China's private sector debt-to-GDP stands at 196 per cent, 40 per cent above its long-term trend. This is more extended than the US at the peak of its credit bubble.
"Historically, a financial crisis has been preceded by credit being more than 10 per cent above trend," Mr Garthwaite said.
The investment share of GDP in China was higher than any other country in history, Mr Garthwaite said.
China was in the middle of a transition from investment to consumption-led growth, which historically leads to a halving of the growth rate.
"China has consumed more cement in the past three years than the US did in the entire 20th century," he said.
Way too much property
China had a "clear cut" housing bubble, Mr Garthwaite said. The size of its real estate as a share of GDP, around 23 per cent, was triple that of the US at its peak.
There was also way too much property, with housing starts at 12 per cent above sales, vacancy rates at 15 to 23 per cent and inventories in its third- and fourth-tier cities holding the equivalent of five years' demand.
House prices to wage ratios also appear excessive in global terms, while the rental yield remains very low at around 2.4 per cent.
"Our concern is that a triple bubble in housing, credit and investment comes with the significant risk of a hard landing," Mr Garthwaite said.
China's house prices have fallen for the first time without political intervention, and housing accounts for more than half of total household assets, indicating a significant negative wealth impact, according to Credit Suisse.
"If house prices fall by 15 per cent or more, then we think that we are likely to get a hard landing and the authorities risk running out of fiscal firepower," Mr Garthwaite said.
"Moreover, with housing contributing to a third of local government revenue, 56 per cent of banks' collateral and around a fifth of GDP, the knock-on impacts could be immense.
Risk of a hard landing
The research comes after Morgan Stanley's head of emerging markets Ruchir Sharma warned earlier this week "the next recession will be made in China".
Mr Sharma told Bloomberg he was steering clear of Chinese stocks, saying if China's economic slowdown continued, it could drag global economic growth below 2 per cent.
Mr Garthwaite said while China's economy had contributed more than one-third of global growth over the past five years, its GDP had slowed but its economy was substantially larger.
"Were China's real GDP growth to slow to 3 per cent in 2015 (and assuming simplistically no spillovers to global GDP), China's contribution to global GDP growth would slow by 0.5 percentage points," Mr Garthwaite said.
"That would imply that global growth in 2016 would be 2.7 per cent, against an IMF forecast of 3.2 per cent.
"This would keep global growth at the same levels as in 2014 and 2015, with an acceleration in the US, Europe and Japan counterbalancing the weakness in China to a large extent."

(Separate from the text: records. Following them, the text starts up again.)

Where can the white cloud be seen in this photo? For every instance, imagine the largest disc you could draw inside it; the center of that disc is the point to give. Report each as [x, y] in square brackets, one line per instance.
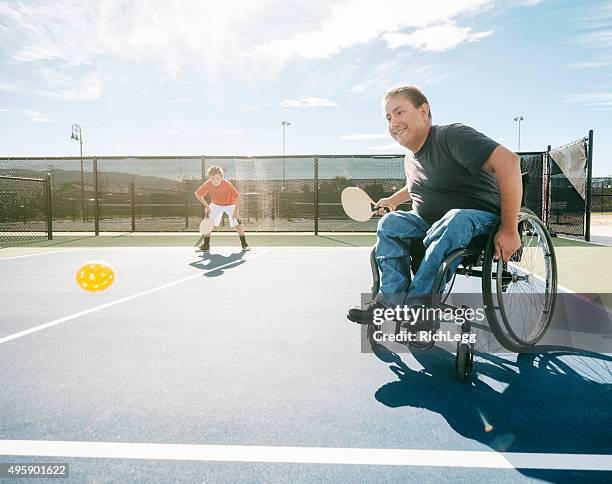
[356, 22]
[80, 40]
[390, 147]
[601, 101]
[36, 116]
[225, 131]
[308, 102]
[181, 100]
[435, 39]
[364, 136]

Lombard Street Research analyst Diana Choyleva said deflationary forces were "likely to persist as China deals with surplus capacity and excessive debt under the burden of an expensive currency".
To rebalance its growth, Ms Choyleva said China needed to feel "a few years of economic and financial pain".
The biggest risk was China's policymakers halting their progress towards opening up the country's economy, on the back of its perceived failure with loosening policy on its share market which led to its collapse, she said.
Credit Suisse did, however, find signs of improvement, including stabilisation in tier-one and tier-two cities, a trade surplus at a five-year high, and room to move with China's policymakers.